The interface also includes two mic icons, and a waveform icon. The two mic icons effectively communicate audio or voice interaction, but having the mic icon appear twice (one above the keyboard, and one at the bottom) feels redundant, potentially creating confusion. The waveform icon is a potentially weak signifier. Without prior knowledge or exploration, it is not clear how this option differs from the mic icon, creating uncertainty about the conceptual model of voice interaction. This ambiguity increases the “Gulf of Execution” rather than reducing it. However, once users try it, they’ll quickly understand how it differs from basic voice input. The design might be improved if one of the mic icons was removed, and the waveform icon was revised to reflect its function of opening a two-way voice chat different from audio input in the regular text chat.
Interaction: Models and Constraints
Claude’s interface includes configuration elements that reveal design challenges unique to conversational AI. The model selector dropdown at the top center of the screen is potentially confusing since the average user may not understand what the different models afford. For example, what does “Sonnet 4.5” really mean? Does it write sonnets? This requires “knowledge in the head” rather than “knowledge in the world”, creating a barrier to understanding. I would be interested to do user research to learn about how users perceive the models’ names, and to explore how the models’ differences could be better explained.
The incognito mode icon serves as a privacy constraint, excluding chats from history and training. The incognito icon, which looks like a Pacman ghost, may not initially signify this function to all users, but with just one click a message appears that explains the mode, clarifying its purpose to users.
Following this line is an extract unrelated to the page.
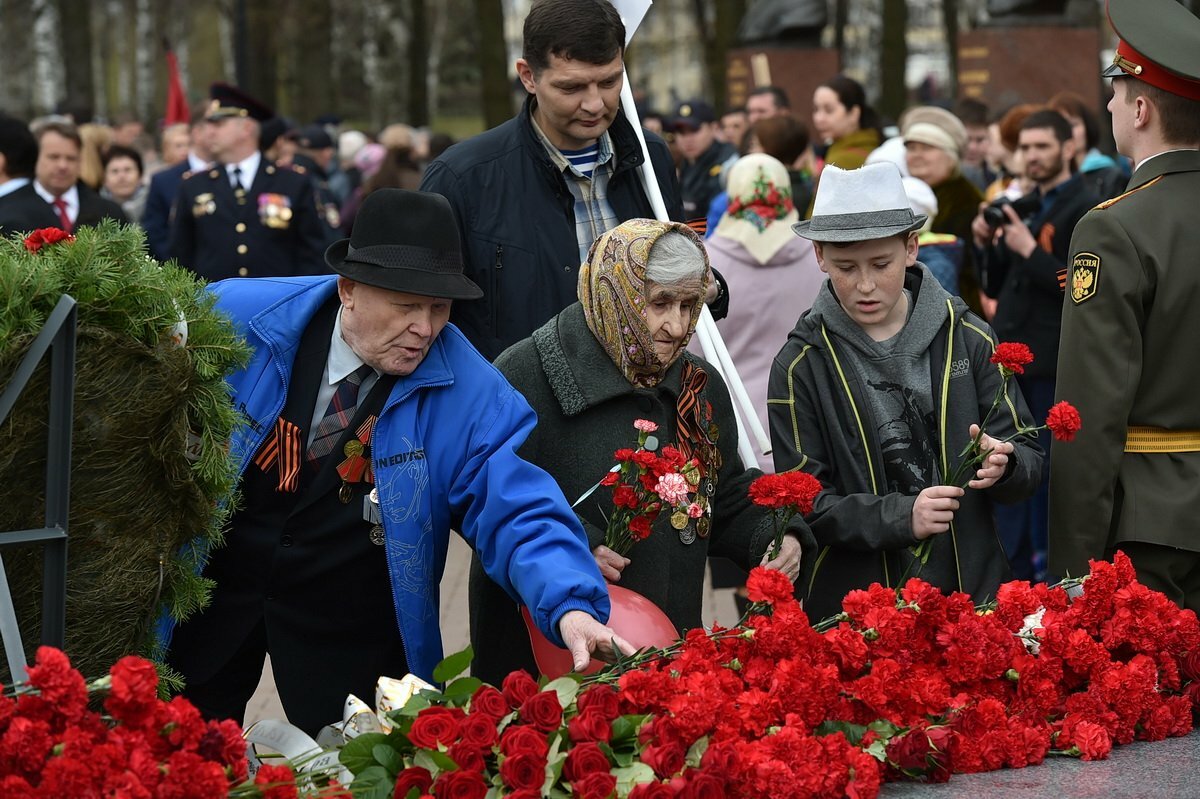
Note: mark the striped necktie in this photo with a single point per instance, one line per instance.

Lastly, a slightly revised version of the classic hamburger menu icon at the top left of the screen leverages cultural constraints by using a highly recognizable convention used in many other apps that users will likely understand immediately.
Conversational Design Successes and Challenges
The Claude mobile app interface demonstrates both the promise and challenges of conversational AI design. By using natural language, the app reduces barriers between user intent and execution with strong signifiers, clear feedback, and thoughtful affordances. However, even the most simple and effortless interface can contain ambiguous elements which may require additional effort by the user to understand. The balance between natural conversation and clear system communication is a design challenge Claude’s designers have largely met in their excellent design, though some elements could still be further refined.